Qualcuno, invece, pur convinto dell’utilità dell’anno sabbatico, è stato frenato dai dubbi posticipando il gap year tra la laurea triennale e quella magistrale. Giulia Tranquillini ha appena compiuto il passaggio dal liceo scientifico alla facoltà di economia all’università Cattolica di Milano. «Avrei voluto fare volontariato all’estero per avere un’esperienza in più. Alla fine, però, viste anche le mie incertezze per la scelta dell’università, ho avuto paura che una volta tornata sarei stata punto a capo. Avrei fatto un percorso bellissimo ma senza uno scopo preciso». Ma Giulia aggiunge: «Se si usa il gap year in modo improduttivo, non serve a niente. Se viene sfruttato e riempito di esperienze, invece, torna molto utile. All’estero si aggiunge il fattore dell’apprendimento di una lingua straniera, un’opportunità molto bella. Ma in Italia, dove il liceo si finisce un anno dopo rispetto a Paesi come Francia e Inghilterra, si è più restii a “perdere” un altro anno. Io sicuramente prenderò un gap year tra la laurea triennale e quella magistrale».

Elisa Pierani, responsabile degli uffici di Milano, contattata tramite il sito Esl soggiorni linguistici, fa un’analisi tecnica: «Il gap year invece di essere un corso teorico e scolastico di lingua, è un corso pratico: permette di sviluppare la lingua anche sul campo attraverso il lavoro, il volontariato e lo stage. L’aggiunta dei tre percorsi sopracitati, la possibilità di ridurre il periodo all’estero nei mesi estivi e Internet e la conseguente facilitazione dell’organizzazione del viaggio hanno determinato un incremento del fenomeno. In genere chi sceglie un percorso di questo tipo lo fa per arrivare a padroneggiare più di una lingua e, di conseguenza, avere degli strumenti in più».

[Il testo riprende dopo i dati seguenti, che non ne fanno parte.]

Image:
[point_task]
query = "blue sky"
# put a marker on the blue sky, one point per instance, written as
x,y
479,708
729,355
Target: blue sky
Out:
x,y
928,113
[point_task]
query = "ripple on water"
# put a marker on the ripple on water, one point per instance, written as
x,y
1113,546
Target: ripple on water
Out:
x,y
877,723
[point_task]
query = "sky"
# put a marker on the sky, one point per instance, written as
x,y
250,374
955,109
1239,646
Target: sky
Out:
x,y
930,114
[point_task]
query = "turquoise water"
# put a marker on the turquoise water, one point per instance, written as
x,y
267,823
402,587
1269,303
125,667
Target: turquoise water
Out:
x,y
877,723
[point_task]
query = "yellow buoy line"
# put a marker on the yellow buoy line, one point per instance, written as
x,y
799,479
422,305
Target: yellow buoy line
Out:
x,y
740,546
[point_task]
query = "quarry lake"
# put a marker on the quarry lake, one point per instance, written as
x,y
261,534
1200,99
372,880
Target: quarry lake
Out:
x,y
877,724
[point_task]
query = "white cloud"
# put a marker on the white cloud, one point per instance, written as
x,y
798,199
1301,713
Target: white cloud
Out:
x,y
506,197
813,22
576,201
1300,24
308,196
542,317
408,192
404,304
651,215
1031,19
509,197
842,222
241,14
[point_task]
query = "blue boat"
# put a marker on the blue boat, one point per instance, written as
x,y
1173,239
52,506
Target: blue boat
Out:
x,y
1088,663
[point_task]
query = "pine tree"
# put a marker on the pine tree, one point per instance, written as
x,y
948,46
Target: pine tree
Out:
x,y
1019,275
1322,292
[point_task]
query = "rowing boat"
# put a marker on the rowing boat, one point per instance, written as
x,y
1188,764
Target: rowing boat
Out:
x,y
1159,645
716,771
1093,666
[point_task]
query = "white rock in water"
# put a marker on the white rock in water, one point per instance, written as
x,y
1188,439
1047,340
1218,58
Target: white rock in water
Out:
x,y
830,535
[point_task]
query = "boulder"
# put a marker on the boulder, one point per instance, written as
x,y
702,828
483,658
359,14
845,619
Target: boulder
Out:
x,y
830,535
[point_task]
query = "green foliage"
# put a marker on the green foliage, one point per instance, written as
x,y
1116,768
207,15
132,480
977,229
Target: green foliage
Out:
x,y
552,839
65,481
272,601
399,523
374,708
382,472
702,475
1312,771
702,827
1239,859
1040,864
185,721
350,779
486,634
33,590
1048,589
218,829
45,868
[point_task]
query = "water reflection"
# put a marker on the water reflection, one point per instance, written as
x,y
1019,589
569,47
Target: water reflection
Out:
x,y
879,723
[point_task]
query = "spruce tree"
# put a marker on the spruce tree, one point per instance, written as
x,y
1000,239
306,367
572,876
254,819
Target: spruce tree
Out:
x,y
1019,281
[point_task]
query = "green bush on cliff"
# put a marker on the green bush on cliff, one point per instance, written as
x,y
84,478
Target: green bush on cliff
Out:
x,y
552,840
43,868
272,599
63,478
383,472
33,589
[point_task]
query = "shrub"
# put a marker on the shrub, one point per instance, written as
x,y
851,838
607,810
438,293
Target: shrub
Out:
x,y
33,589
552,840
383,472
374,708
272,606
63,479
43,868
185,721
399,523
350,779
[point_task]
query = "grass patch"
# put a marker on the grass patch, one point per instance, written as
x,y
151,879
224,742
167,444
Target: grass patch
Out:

«Gli svantaggi del gap year? Nessuno. Bisogna evitare la vacanza e lavorare, affrontando le difficoltà in prima persona. Ma oggi chi esce dal liceo è ancora molto bambino…»

Ma quali sono gli svantaggi con cui si deve confrontare chi sceglie questo percorso? «Come esperienza, nessuna. Più lungo è il tempo trascorso all’estero, meglio è. Bisogna certamente lavorare ed evitare la vacanza, affrontare le difficoltà in prima persona. Il problema è che oggi chi esce dal liceo è ancora molto “bambino”. Lo studente inoltre deve avere almeno un certo livello d’inglese per poter fare un’esperienza di questo tipo. Il problema in Italia è che non ci sono corsi d’orientamento universitario».  C’è anche la questione del periodo. «Il gap year tra liceo e università è un ottimo momento perché è quello in cui le idee del ragazzo cambiano molto», puntualizza Elisa Pierani. E per chi pensa che il gap year debba essere per forza un investimento gravoso, Elisa risponde che «basta organizzarsi e sapere come guadagnare qualche soldo mentre si è all’estero».

Ma se c’è la possibilità dell’Erasmus durante l’università, perché scegliere il gap year? «Mentre l’Erasmus è un percorso parallelo agli studi, il gap year è un’esperienza personale che aiuta a inserirsi nel mondo del lavoro e a capire quale strada si vuole intraprendere», risponde Pierani. Insomma, il gap year ha molto più che un solo scopo, l’obiettivo principale dev’essere quello di accumulare più esperienze possibili e contestualizzarle in un percorso adatto alla singola persona.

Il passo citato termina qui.